On retrouve donc tout l’album New Directions At Once (6 mars 1963) suivi de John Coltrane & Johnny Hartman (7 mars 1963). Puis deux titres extraits de Dear Old Stockholm enregistrés le 29 avril (« Dear Old Stockholm » et « After The Rain »), sachant que les autres compositions de ce troisième disque avaient été enregistrées le 26 mai 1965, l’ensemble étant présenté en son temps comme un tout cohérent dans la mesure où le batteur du quartet était alors Roy Haynes, remplaçant Elvin Jones aux prises avec quelques soucis de drogue. Très logiquement, ces deux titres ne trouvent pas leur place ici. Viennent ensuite trois compositions de Newport ’63, un live enregistré le 7 juillet (avec Roy Haynes également), sachant que dans son édition de 1993, ce disque présentait aussi un extrait de Live At The Village Vanguard, remontant à… novembre 1961 ! Vous suivez toujours ? Alors vous devrez savoir que 63 : New Directions inclut aussi Coltrane Live At Birdland, un disque pas exclusivement live malgré son titre : si trois compositions ont bien été enregistrées au Birdland le 8 octobre (« Afro Blue », « I Want To Talk About You » et « The Promise »), deux autres le furent en studio, le 18 novembre (« Alabama » et « Your Lady »). Histoire de décrypter un peu mieux la politique de réédition, on n’oubliera pas que Live At Birdland incluait aussi dans sa version de 1996 « Vilia », seule émanation à l’époque de la session studio du 6 mars tout récemment mise au jour. À ce stade d’information, vous n’ignorez plus rien.

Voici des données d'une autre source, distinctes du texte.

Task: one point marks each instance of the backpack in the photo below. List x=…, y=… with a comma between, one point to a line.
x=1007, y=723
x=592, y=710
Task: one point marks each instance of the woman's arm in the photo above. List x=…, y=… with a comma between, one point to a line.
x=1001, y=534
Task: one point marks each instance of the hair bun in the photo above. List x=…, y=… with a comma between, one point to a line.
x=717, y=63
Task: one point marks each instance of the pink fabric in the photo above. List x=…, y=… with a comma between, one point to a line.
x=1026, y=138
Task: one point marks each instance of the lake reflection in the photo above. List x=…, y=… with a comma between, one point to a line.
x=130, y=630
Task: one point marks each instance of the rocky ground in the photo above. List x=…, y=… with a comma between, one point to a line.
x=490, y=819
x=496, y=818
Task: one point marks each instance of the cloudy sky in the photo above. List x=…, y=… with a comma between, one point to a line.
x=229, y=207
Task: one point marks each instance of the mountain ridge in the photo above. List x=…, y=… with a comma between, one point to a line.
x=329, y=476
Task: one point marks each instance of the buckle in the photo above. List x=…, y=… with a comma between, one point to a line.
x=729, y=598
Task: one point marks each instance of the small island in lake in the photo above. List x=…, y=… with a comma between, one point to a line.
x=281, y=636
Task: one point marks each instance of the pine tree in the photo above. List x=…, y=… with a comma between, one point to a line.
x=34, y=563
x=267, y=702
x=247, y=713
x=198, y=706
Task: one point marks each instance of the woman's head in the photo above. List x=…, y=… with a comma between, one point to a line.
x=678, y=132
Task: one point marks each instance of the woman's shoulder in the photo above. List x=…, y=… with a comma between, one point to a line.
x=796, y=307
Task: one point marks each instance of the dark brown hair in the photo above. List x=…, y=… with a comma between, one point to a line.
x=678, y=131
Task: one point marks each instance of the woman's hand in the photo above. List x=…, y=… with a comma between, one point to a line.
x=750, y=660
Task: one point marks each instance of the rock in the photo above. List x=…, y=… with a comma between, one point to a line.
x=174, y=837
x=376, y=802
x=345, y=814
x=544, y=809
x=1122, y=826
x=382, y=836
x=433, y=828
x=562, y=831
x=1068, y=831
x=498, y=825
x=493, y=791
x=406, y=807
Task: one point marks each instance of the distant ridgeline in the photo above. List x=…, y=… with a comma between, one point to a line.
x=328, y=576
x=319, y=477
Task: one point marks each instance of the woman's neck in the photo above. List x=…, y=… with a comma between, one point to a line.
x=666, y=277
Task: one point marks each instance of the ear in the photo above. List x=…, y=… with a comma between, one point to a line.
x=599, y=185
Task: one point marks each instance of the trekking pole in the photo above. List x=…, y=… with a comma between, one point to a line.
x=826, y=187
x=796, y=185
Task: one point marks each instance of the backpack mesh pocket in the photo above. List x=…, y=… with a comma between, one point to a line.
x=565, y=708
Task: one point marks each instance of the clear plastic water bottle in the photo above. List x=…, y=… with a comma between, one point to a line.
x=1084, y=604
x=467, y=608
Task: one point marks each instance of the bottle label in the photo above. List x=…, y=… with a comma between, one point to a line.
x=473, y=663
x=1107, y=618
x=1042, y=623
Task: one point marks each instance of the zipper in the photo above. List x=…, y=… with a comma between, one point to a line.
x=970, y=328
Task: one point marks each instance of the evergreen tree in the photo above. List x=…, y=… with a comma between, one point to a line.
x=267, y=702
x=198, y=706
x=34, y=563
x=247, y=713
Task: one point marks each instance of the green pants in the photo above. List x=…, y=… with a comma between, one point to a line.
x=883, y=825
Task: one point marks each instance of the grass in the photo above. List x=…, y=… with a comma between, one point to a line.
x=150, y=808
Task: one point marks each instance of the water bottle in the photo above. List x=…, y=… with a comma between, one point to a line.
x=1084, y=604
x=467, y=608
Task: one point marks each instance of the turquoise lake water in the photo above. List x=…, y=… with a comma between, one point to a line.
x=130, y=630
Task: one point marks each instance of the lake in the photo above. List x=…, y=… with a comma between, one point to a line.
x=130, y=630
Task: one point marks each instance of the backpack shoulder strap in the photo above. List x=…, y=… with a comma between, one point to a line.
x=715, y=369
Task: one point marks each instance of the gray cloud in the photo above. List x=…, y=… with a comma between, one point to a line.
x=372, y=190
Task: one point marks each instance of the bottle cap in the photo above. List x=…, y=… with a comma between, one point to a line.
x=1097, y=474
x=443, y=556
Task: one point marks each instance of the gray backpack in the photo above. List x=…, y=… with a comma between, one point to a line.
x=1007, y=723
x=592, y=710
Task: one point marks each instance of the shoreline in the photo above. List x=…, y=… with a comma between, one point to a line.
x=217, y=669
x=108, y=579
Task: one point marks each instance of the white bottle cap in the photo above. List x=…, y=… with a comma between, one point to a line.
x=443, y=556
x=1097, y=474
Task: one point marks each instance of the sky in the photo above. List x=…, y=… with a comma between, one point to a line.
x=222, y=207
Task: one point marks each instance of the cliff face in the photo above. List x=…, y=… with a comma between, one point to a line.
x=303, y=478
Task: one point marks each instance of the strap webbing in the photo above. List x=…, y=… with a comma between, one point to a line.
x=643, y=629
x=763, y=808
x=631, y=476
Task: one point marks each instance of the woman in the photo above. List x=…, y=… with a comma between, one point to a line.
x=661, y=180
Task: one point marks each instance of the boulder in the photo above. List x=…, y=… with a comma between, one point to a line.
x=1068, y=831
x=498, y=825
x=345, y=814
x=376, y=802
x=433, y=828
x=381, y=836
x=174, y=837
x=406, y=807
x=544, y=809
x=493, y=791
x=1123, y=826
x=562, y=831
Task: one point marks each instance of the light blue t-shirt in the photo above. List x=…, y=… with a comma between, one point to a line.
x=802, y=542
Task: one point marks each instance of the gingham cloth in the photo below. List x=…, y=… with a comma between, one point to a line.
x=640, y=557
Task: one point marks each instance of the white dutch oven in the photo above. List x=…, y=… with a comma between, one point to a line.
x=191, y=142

63 : New Directions s’adresse sans doute aux collectionneurs, peut-être aussi à celles et ceux dont la discographie coltranienne serait lacunaire et qui trouveront là un moyen simple de combler un vide. Si sa cohérence temporelle n’est pas forcément artistique (quel grand écart par exemple entre le langoureux John Coltrane & Johnny Hartman et l’abrasif Newport ’63 !), le coffret est toutefois l’occasion de vivre ou revivre de grands moments. Pour le somptueux chorus en forme de coda que John Coltrane livre en conclusion de « I Want To Talk About You », pour la version brûlante de « My Favorite Things » à Newport, pour la beauté recueillie de « Alabama », pour la rencontre éphémère et charmeuse, presque surannée, avec le crooner Hartmann, cet objet musical à prix modéré vaut néanmoins le détour.

En attendant Coltrane ’61, Coltrane ’62, Coltrane ’64, Coltrane ’65, Coltrane ’66 et Coltrane ’67 ? Allez savoir… Surtout que Prestige vient de son côté de dégainer un Coltrane ’58 plus que séduisant, à défaut d’offrir un contenu inédit. Chez Atlantic, troisième label majeur de John Coltrane, on a terminé le travail depuis longtemps avec le coffret The Heavyweight Champion, qui couvre les sessions studio des années 1959 à 1961 avec une remarquable exhaustivité.